Rupture directivity and its potential frequency dependence is an open issue in the seismological community, especially for small-to-moderate earthquake. Directivity itself is the focusing of the radiated seismic wave energy due to the rupture propagation along the direction of the fault.

In this research, we calibrate a non-ergodic ground motion model for the ordinates of the 5% acceleration response spectra (computation interval 0.04-2 sec) and we analyse, earthquake by earthquake, the azimuthal dependence of the aleatory component, i.e. the residual terms corrected for systematic source, site and path contributions. The final aim is the calibration of a prediction model including directivity effects that can be used for engineering purposes such as seismic hazard assessment and shaking scenarios generation.

The study area is the Central Italy, which was affected by several seismic sequences in the last 20 years, occurred on normal fault systems. The dataset we used is composed by almost 300,000 seismic recordings of 456 earthquakes in the magnitude range from 3.4 to 6.5 within the time frame 2008-2018. We find that about one-third of the analysed events are directive, characterized by unilateral ruptures along the Apennine faults direction.

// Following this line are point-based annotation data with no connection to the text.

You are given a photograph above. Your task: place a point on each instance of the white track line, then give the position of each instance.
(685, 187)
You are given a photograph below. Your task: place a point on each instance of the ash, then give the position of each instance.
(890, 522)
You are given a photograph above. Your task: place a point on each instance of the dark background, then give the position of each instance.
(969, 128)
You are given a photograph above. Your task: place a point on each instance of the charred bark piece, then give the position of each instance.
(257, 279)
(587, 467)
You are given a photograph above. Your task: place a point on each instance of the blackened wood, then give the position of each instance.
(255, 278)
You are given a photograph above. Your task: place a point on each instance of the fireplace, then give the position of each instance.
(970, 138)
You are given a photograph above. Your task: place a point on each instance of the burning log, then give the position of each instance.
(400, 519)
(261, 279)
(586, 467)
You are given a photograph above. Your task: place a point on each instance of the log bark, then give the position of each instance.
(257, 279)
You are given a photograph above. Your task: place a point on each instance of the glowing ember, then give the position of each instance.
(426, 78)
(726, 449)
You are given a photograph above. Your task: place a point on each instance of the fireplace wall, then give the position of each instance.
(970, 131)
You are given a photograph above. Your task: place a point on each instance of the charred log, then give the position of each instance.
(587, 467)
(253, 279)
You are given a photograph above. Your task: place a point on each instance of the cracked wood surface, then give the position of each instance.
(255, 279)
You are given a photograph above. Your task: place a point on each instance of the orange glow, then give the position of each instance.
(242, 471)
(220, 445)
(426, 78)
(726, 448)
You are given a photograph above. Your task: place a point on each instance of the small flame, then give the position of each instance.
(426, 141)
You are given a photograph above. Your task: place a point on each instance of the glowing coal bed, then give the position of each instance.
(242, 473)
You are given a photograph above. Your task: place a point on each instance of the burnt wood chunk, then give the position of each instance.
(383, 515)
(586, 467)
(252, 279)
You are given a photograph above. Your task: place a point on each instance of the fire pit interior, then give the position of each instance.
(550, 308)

Directivity effects occur over a wide frequency band and can be described by spectral curves peaked in different frequency ranges according to the event magnitude: the stronger the earthquake, the lower the frequency at which these effects are visible. Vice versa, we find no correlation between the amplitude of such peaks and the events magnitude. When normalized to the peak, the directivity curves can be grouped into families characterized by similar amplification trends variable with frequency, with the exception of 16 events, which we classify as "super-directive", that differ markedly from the others generating broadband amplifications.

Preliminary results suggest that is possible to obtain similar shapes of directivity curves for defined frequency families and that they can consequently be modeled for non-ergodic ground motion model and predictive shaking scenarios.